Download guide

This section provides guidelines on the necessary steps to download data from BigPicture.

Get access to a dataset

The first step to download data from Big Picture is to get access to the dataset the user is interested in. This can be done by visiting REMS here. Log in, choose the datasets of interest and add them to the cart. After that, the user can apply for access, fill in the form and send the application. The user needs to wait for approval from the data access committee (DAC) and after it has been approved the user can download the datasets.

Preparation for downloading data

Download configuration file

Before downloading the data, the user needs to download the configuration file by logging in here. Follow the dialogue to get authenticated and then click on Download inbox s3cmd credentials to download the configuration file named s3cmd.conf.

Install the sda-cli tool

Follow the guidelines here to install the sda-cli tool.
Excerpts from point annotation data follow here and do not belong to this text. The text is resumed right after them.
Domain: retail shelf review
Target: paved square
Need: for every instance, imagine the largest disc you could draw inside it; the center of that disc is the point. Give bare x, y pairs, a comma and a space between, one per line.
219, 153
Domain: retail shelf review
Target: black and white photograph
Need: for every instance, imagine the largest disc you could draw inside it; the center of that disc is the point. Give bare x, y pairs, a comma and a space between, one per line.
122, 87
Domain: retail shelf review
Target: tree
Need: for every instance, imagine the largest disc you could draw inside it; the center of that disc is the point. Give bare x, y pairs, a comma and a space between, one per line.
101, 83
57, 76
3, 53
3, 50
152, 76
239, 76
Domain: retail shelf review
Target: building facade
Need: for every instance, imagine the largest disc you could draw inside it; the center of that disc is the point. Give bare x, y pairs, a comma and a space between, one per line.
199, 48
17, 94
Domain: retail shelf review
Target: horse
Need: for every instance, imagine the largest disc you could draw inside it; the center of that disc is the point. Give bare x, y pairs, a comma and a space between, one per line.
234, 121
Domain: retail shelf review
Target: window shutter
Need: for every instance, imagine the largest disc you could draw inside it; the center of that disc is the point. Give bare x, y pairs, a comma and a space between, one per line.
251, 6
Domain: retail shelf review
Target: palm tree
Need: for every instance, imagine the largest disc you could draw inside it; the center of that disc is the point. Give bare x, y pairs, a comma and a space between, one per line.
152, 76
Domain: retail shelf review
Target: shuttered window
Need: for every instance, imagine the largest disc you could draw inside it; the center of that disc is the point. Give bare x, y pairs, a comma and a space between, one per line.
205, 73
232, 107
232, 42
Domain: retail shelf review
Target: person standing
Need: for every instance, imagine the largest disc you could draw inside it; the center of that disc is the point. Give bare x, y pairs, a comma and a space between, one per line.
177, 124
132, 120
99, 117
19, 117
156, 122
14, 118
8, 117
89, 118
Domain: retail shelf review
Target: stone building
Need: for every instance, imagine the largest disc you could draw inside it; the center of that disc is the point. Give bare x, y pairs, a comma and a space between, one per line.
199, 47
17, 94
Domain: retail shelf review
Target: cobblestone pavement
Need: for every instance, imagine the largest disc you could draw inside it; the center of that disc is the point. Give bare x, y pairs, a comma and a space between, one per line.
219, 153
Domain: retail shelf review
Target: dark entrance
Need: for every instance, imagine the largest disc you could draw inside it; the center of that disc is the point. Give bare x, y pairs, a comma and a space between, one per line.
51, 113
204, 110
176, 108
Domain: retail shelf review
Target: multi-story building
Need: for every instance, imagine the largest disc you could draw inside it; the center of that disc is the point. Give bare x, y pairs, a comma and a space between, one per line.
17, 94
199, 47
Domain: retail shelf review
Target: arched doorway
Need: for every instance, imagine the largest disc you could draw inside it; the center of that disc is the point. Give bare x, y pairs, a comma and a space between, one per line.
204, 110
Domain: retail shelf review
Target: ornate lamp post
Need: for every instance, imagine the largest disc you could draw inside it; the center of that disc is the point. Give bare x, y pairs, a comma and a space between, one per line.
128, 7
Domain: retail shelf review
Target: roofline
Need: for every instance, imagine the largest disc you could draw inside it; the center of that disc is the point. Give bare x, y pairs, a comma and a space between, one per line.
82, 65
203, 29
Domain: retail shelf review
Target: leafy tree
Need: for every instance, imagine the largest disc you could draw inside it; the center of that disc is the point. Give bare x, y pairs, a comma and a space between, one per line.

Generate the public and secret key

The initial step involves creating a crypt4gh keypair using the sda-cli:

./sda-cli createKey <keypair_name>

where <keypair_name> is the base name of the key files. The above command will create two key files named keypair_name.pub.pem and keypair_name.sec.pem. The public key (pub) will be used alongside with sda-cli and will be used by the system for encryption of the files before downloading, while the private one (sec) will be used by the requester for decrypting the files after downloading.

Check access

After the user has been granted access to the dataset, the user can check access to the dataset by listing the datasets and their files using the sda-cli. For listing the datasets that the user has access to, the user needs to run:

./sda-cli list -config s3cmd.conf --datasets --url https://download.bp.nbis.se (--bytes)
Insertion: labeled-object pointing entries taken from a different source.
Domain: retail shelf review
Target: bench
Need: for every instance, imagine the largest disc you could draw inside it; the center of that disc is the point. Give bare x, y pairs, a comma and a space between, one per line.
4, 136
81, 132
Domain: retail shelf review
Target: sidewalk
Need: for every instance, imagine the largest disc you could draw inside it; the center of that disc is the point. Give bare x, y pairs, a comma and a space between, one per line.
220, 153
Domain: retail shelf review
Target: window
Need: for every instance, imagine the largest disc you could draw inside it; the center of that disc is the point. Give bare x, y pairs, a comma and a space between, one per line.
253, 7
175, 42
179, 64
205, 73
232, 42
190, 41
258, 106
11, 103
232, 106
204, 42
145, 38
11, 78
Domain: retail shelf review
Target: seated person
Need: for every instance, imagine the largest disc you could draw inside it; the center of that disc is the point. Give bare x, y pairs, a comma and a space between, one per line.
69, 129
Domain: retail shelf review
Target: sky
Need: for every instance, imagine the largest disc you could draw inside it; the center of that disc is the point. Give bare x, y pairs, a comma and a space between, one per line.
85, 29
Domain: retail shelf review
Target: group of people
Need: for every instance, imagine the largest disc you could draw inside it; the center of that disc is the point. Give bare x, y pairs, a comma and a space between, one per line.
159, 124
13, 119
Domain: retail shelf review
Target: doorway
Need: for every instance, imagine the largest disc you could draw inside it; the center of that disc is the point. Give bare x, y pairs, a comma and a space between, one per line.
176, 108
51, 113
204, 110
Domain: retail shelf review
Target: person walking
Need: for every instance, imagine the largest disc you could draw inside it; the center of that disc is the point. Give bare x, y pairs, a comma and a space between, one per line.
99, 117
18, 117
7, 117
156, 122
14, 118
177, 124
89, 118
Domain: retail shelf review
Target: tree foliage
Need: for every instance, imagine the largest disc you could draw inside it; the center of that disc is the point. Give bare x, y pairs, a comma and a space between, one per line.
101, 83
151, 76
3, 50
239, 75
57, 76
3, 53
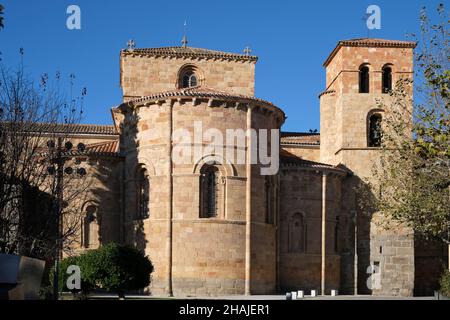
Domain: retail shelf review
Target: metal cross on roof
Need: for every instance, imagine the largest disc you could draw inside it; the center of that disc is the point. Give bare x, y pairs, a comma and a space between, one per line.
131, 45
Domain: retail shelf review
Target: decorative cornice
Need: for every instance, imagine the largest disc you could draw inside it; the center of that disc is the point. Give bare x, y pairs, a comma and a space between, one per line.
369, 42
196, 93
188, 52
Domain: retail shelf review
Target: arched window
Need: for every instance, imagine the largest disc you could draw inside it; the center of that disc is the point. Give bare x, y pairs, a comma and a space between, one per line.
189, 79
209, 177
336, 235
143, 194
374, 138
90, 226
269, 193
387, 79
364, 79
297, 234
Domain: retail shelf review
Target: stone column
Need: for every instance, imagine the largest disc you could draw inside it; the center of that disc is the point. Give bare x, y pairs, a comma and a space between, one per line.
324, 225
248, 204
For listing the files of a specific dataset, the user needs to run:

./sda-cli list -config s3cmd.conf -dataset <DatasetID> --url https://download.bp.nbis.se (--bytes)
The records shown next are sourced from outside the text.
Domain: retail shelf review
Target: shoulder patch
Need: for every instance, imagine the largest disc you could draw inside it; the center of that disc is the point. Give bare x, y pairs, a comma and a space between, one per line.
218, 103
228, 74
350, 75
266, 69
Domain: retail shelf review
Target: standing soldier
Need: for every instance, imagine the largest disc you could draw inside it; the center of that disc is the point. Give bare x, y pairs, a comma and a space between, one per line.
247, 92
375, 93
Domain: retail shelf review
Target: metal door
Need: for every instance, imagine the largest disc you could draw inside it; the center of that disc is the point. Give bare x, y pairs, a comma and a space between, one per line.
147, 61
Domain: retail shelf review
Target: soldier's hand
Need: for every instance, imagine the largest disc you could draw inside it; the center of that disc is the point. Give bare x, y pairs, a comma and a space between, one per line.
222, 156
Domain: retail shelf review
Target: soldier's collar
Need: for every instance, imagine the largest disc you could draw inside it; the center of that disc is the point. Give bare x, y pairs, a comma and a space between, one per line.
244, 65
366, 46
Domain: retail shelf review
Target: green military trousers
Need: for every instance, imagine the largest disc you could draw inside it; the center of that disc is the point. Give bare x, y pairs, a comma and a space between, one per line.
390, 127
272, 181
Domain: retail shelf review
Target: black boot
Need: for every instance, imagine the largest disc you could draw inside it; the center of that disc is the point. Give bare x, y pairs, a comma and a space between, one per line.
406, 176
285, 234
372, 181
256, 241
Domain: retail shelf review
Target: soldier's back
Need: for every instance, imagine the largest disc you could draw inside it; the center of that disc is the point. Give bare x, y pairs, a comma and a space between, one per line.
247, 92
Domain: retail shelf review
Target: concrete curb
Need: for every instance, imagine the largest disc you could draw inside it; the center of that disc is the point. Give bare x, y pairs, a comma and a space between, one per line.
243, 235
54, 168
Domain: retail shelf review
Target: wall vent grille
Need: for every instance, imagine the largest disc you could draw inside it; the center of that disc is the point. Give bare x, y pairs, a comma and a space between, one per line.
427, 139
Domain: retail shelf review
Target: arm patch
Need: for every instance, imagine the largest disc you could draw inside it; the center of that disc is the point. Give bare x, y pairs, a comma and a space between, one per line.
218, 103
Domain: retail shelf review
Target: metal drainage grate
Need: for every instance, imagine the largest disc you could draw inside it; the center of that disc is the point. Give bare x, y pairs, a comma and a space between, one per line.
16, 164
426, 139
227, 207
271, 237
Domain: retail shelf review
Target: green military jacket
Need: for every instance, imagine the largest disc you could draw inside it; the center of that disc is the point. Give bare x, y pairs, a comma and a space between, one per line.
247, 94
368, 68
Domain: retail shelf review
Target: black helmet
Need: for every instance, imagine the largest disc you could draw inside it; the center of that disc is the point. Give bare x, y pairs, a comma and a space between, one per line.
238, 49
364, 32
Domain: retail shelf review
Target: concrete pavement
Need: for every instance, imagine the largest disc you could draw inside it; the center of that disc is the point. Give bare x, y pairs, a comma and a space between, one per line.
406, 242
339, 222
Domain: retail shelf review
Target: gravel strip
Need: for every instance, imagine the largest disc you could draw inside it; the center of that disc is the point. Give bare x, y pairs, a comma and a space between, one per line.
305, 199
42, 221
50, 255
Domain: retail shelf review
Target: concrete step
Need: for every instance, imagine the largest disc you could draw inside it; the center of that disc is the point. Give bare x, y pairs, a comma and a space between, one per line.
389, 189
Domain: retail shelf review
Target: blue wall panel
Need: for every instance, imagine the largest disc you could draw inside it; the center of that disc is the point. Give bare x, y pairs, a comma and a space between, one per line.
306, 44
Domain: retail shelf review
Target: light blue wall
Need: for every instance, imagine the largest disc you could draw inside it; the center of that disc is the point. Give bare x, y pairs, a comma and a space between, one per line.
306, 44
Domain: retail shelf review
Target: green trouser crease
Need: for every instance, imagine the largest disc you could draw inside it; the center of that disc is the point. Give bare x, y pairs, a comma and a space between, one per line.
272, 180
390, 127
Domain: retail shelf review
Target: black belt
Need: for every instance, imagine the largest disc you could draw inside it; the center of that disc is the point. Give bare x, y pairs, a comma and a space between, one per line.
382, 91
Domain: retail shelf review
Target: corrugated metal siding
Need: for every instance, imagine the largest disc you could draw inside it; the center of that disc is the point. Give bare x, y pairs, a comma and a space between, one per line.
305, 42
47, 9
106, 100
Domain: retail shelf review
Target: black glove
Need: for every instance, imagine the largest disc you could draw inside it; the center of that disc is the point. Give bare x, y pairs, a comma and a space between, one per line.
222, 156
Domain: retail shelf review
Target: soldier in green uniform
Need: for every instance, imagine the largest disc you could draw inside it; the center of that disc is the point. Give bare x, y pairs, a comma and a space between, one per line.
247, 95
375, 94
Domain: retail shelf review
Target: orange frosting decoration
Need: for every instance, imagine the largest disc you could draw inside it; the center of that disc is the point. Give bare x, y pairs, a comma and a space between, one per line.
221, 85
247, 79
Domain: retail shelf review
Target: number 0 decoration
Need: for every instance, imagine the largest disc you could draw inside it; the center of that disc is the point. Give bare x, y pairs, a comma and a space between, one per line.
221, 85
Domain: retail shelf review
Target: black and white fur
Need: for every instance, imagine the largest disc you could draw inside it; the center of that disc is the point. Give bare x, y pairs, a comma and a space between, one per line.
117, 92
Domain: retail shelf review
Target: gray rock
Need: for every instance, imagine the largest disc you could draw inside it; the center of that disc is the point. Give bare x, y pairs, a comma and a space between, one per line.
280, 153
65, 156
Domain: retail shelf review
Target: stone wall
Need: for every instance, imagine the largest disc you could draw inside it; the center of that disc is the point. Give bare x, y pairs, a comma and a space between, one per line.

where <DatasetID> is the ID of the dataset for which the user wants to list the files. The dataset ID can be found by running the previous command.

Download data

After having acquired access to the datasets, the configuration file and the sda-cli tool, the user can download the encrypted data. The user needs to provide the public key that was generated earlier, as well as the configuration file.

To download the data:

./sda-cli download -config s3cmd.conf -pubkey <public-key-file> -dataset-id <DatasetID> --url https://download.bp.nbis.se -outdir </path/to/output/directory> <filepath_1_to_download> <filepath_2_to_download> ...

where:

  • <public-key-file> is the public key file that was generated earlier (<keypair_name>.pub.pem)
  • <DatasetID> is the ID of the dataset for which the user wants to download the files
  • </path/to/output/directory> is the path to the directory where the files will be downloaded
  • <filepath_*_to_download> are the file paths of the files which can be found by listing the files of the dataset as described above

Decrypt the data

After downloading the encrypted data, the user can decrypt the files using the private key that was generated earlier by running:

./sda-cli decrypt -key <keypair_name>.sec.pem </path/to/encrypted/file>

where </path/to/encrypted/file> is the path to the encrypted file that the user wants to decrypt and <keypair_name>.sec.pem is the private key file that was generated earlier.